The issue, eventually, was blamed on Fletcher’s neck.

“You’re concerned about your future. I’m seeing all these guys, former players, some of the deals that they got going on,” Fletcher said. “You’re wondering, ‘Man, what’s going on? Am I doing further damage to myself?’”

Sure, awareness of concussions jolted awake as more than 4,500 former players sue the league over head injuries, and study after study points to long-term consequences from head injuries. Mark Rypien uses a tape recorder to remember basic conversations. Stephen Davis’ ears ring constantly. Clinton Portis is plagued by headaches. More than 300 former Redskins are among the plaintiffs.

“It’s much different now in comparison to what it was,” Shanahan said. “I remember a number of quarterbacks come to the sideline and you knew there was something wrong. They’d give him the old one-two-three finger test and they’d go back out there. Times have changed.”
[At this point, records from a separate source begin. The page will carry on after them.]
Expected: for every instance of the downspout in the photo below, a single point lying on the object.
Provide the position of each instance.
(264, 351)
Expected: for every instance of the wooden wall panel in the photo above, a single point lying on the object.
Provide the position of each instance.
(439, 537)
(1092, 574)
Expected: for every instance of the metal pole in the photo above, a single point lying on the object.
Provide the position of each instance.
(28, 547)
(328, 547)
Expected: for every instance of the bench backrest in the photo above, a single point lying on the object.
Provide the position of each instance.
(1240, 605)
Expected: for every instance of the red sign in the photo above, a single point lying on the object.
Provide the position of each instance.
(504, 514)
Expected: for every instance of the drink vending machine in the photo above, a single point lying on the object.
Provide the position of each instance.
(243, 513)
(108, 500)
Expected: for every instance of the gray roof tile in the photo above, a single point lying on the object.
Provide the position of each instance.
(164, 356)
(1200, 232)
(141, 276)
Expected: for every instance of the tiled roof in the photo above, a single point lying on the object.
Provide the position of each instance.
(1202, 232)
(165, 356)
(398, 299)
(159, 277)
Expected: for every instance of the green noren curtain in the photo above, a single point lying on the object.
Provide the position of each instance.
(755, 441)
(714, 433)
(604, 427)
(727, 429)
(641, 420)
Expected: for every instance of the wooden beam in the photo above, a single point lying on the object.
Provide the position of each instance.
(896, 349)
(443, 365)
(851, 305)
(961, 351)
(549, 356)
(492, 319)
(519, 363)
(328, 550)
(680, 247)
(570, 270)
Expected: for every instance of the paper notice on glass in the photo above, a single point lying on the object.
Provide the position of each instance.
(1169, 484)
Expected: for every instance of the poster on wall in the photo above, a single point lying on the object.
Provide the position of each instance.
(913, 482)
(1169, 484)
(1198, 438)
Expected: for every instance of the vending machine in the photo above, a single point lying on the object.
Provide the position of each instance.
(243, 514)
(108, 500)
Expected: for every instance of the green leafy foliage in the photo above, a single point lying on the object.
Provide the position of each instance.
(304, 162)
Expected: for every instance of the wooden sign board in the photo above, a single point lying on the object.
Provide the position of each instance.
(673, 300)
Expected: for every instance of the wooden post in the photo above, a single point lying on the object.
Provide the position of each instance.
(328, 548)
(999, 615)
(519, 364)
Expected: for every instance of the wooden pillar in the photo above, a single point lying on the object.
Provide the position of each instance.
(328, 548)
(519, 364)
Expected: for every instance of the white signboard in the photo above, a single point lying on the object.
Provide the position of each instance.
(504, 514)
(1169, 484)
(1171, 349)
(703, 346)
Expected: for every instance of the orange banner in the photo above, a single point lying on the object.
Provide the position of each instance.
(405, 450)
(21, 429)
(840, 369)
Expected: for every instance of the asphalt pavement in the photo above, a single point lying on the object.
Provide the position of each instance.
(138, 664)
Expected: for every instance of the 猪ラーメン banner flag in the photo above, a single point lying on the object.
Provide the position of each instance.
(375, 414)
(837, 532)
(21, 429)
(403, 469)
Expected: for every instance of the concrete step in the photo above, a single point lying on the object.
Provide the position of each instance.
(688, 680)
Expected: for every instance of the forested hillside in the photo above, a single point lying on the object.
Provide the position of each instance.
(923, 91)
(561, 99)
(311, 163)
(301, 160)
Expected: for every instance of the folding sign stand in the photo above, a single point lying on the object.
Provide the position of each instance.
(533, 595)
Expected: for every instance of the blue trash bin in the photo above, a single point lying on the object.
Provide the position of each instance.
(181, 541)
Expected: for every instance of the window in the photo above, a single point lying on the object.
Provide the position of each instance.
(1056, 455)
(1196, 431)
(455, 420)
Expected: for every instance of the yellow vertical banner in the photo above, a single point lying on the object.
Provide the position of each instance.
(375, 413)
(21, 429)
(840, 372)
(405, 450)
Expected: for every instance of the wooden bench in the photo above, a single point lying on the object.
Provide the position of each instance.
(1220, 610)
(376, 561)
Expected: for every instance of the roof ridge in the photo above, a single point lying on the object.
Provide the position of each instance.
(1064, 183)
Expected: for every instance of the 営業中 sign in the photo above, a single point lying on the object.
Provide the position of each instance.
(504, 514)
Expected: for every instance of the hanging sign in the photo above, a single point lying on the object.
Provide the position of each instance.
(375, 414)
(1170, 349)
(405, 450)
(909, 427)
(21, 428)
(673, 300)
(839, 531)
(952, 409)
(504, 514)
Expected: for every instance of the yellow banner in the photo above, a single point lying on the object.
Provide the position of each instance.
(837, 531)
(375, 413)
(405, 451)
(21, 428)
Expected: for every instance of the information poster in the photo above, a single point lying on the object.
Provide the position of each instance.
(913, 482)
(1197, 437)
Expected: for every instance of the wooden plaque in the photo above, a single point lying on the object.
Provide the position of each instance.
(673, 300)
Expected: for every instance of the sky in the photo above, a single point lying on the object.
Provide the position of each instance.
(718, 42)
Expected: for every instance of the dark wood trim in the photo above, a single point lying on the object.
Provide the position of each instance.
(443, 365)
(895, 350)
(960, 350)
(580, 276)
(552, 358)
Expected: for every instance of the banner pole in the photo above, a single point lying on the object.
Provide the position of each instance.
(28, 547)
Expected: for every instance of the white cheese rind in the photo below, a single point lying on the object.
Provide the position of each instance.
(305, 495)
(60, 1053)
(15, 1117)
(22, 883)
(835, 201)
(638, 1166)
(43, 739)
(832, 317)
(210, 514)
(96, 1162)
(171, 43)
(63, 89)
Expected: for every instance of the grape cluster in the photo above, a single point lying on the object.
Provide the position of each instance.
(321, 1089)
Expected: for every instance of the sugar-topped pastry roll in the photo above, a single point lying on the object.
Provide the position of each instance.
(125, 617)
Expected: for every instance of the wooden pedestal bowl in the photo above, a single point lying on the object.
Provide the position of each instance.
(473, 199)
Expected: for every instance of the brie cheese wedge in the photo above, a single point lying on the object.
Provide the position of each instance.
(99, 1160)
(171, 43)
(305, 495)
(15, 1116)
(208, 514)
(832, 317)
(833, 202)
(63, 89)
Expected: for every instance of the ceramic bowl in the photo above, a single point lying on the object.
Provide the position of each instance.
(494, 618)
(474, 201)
But the fundamental culture that kept banged-up players on the field decades ago hasn’t changed. The players sound alike, from Len Hauss to Fletcher to Robert Griffin III. Only the generation changes. Leaving the field means putting your job up for grabs and, really, defeat.

Fletcher comes across as more enlightened than the average player about head injuries. Once he believed he had to lose consciousness to have a concussion; that’s changed. He’s heard about the troublesome studies, noticed the league’s shift to confront the issue.

But every incentive exists to find a way to disguise or play through injury. Even a concussion. Without that attitude, surviving the NFL’s ruthless world, much less 15 seasons, is impossible.

One minute Fletcher admitted to pondering the extended consequences of blows like the one that left him with the hidden concussion. In the next minute, the NFL’s bottom-line reality interceded.

“I don’t want to think about it too much because I’m also in the midst of the season,” Fletcher said. “I don’t think you can think about it too much.”

But the price isn’t one even Fletcher knows.